The main contribution of our paper is to suggest an efficient way of using only a single combined calculation table of size \( O\left( {n^{2} } \right) \), to be allocated in the device, mapping diagonals of both of \( m[][] \) and \( s[][] \) into it (Fig. 3). Our memory optimized approach maintains memory coalescing and shows better results choosing proper Block-size in GPU (Sect. 4.B) for the varying number of elements in the diagonals of the tables. Also, a simple trick is taken in our study to use Shared Memory to store only the required dimensions of matrices (Fig. 4) in Blocks of threads executing in parallel in GPU to reduce the access time for accessing dimensions of matrices to enrich the Speedup even more, compared with sequential implementation run in CPU for large datasets. This paper presents the most effective technique with respect to both memory requirements and performance.

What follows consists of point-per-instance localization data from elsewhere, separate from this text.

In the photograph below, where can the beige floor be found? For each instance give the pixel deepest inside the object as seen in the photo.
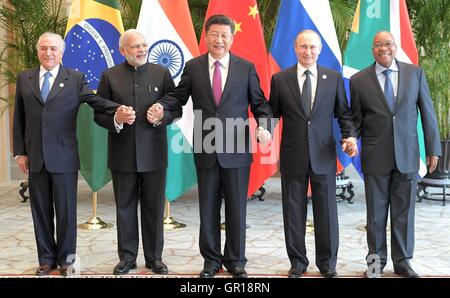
(265, 239)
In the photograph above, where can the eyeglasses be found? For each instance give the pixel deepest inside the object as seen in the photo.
(137, 45)
(379, 45)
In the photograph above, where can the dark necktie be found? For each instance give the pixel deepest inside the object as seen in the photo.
(306, 92)
(217, 82)
(389, 90)
(45, 90)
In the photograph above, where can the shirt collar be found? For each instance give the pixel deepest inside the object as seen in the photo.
(379, 68)
(224, 61)
(301, 69)
(54, 71)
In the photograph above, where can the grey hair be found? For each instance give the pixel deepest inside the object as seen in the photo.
(309, 31)
(62, 44)
(124, 37)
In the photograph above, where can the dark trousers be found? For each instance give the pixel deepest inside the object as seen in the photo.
(294, 190)
(149, 187)
(395, 191)
(50, 194)
(234, 184)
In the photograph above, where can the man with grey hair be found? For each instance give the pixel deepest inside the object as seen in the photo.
(385, 100)
(137, 154)
(45, 147)
(307, 96)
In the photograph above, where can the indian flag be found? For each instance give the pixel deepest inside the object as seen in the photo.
(370, 18)
(167, 27)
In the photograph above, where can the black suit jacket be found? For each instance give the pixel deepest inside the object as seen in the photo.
(390, 139)
(232, 147)
(140, 147)
(310, 139)
(46, 132)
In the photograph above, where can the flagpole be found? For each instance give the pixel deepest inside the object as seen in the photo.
(94, 223)
(169, 222)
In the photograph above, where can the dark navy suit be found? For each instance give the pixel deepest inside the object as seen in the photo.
(46, 133)
(308, 151)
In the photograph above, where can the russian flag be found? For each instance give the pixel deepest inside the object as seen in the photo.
(295, 16)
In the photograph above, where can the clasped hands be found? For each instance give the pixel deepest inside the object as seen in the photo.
(156, 113)
(350, 146)
(125, 114)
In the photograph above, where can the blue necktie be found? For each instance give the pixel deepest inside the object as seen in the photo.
(307, 92)
(389, 90)
(45, 90)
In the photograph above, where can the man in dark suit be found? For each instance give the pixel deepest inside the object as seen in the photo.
(137, 154)
(307, 96)
(385, 99)
(46, 148)
(222, 87)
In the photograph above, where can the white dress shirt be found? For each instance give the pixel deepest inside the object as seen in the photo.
(382, 78)
(301, 77)
(52, 78)
(224, 67)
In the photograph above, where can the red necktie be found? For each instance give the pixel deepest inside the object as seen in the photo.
(217, 82)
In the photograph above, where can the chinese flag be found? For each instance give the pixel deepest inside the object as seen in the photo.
(249, 44)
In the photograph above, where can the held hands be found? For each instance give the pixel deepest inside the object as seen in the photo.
(350, 146)
(125, 114)
(155, 113)
(22, 161)
(432, 163)
(263, 136)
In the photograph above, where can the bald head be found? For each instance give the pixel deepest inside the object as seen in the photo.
(384, 48)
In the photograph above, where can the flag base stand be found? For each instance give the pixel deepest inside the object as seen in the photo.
(222, 226)
(169, 222)
(95, 222)
(309, 226)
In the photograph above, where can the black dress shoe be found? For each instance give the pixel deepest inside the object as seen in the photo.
(372, 274)
(208, 272)
(157, 267)
(296, 272)
(124, 267)
(329, 273)
(66, 270)
(238, 272)
(405, 271)
(45, 269)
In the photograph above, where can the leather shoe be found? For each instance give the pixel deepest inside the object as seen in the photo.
(238, 272)
(296, 272)
(66, 270)
(372, 274)
(208, 272)
(45, 269)
(329, 273)
(157, 267)
(124, 267)
(405, 271)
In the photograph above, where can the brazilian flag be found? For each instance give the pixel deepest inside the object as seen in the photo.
(92, 45)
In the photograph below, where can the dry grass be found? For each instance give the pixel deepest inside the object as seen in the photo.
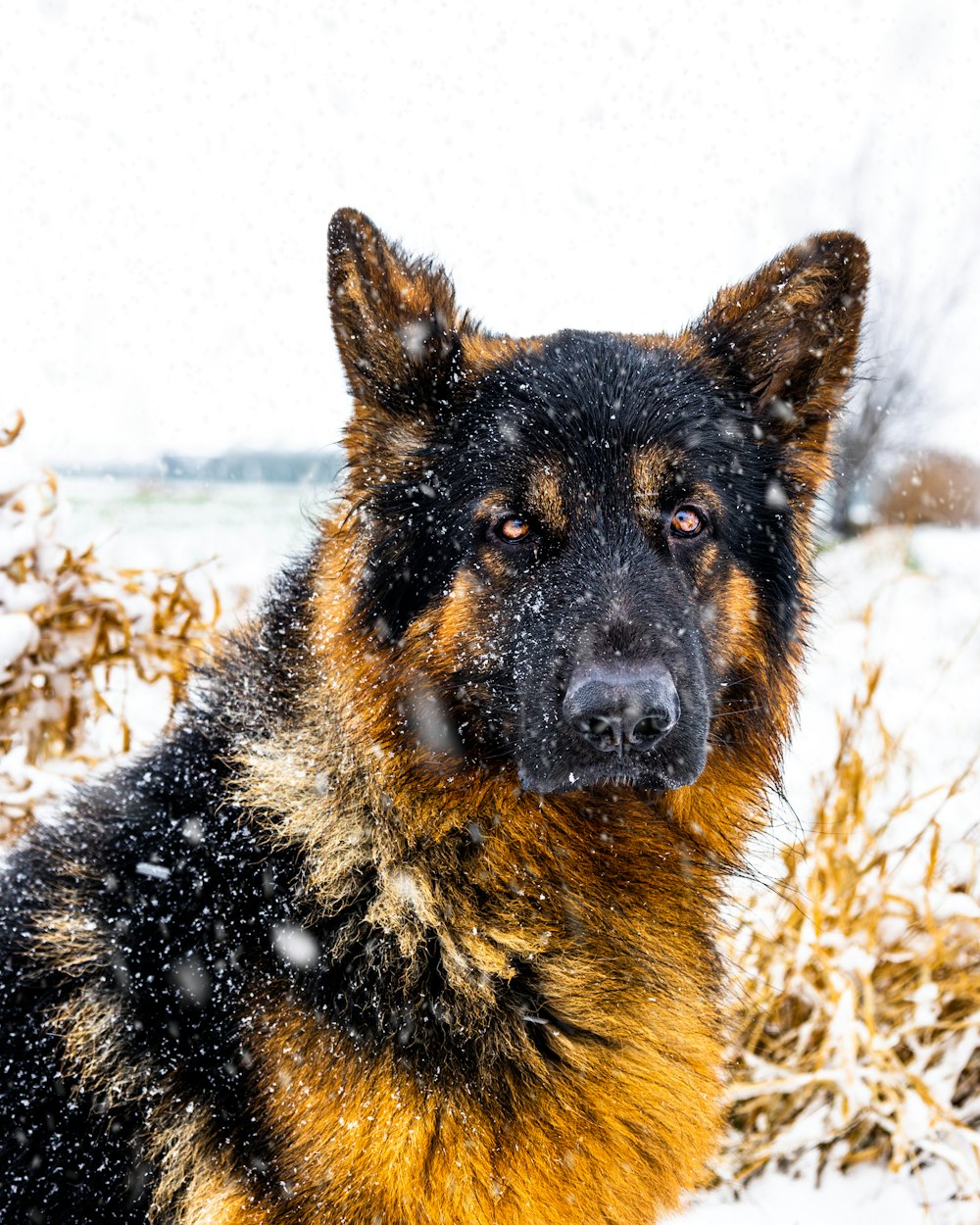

The paper is organized as follows, Sect. 2 illustrates the idea of CUDA programming architecture in GPU device. Section 3 provides the Dynamic Programming Techniques to solve the Matrix Chain Multiplication Problem in GPU. Section 4 discusses about our Proposed Approach. Section 5 discusses about the results. Section 6 concludes the paper.

1.1 Previous Works

As per our knowledge, very few studies have been made on Matrix Chain Multiplication optimization problem until now for parallelizing the problem especially through GPU. In 2011 Kazufumi Nishida, Yasuaki Ito and Koji Nakano [2] proposed an efficient technique of memory mapping to ensure coalesced memory access for accelerating the dynamic programming for the Matrix Chain Multiplication in GPU. The diagonals of \( m[][] \) and \( s[][] \) were mapped into rows of 2D arrays in a manner that all elements of a diagonal are consecutive in nature. They have passed all the diagonals of \( m \) and \( s \) tables to GPU one by one for computation of all elements of each diagonal by Blocks of threads in parallel. But, for a problem size of \( n \) matrices, this approach takes memory space of size \( \left( {2 \cdot n^{2} } \right) \), where \( O\left( {n^{2} } \right) \) size of memory is wasted. In addition, much time is wasted in accessing the array of dimensions from Global Memory of GPU by the threads of each Block which can be further accelerated with the help of Shared Memory.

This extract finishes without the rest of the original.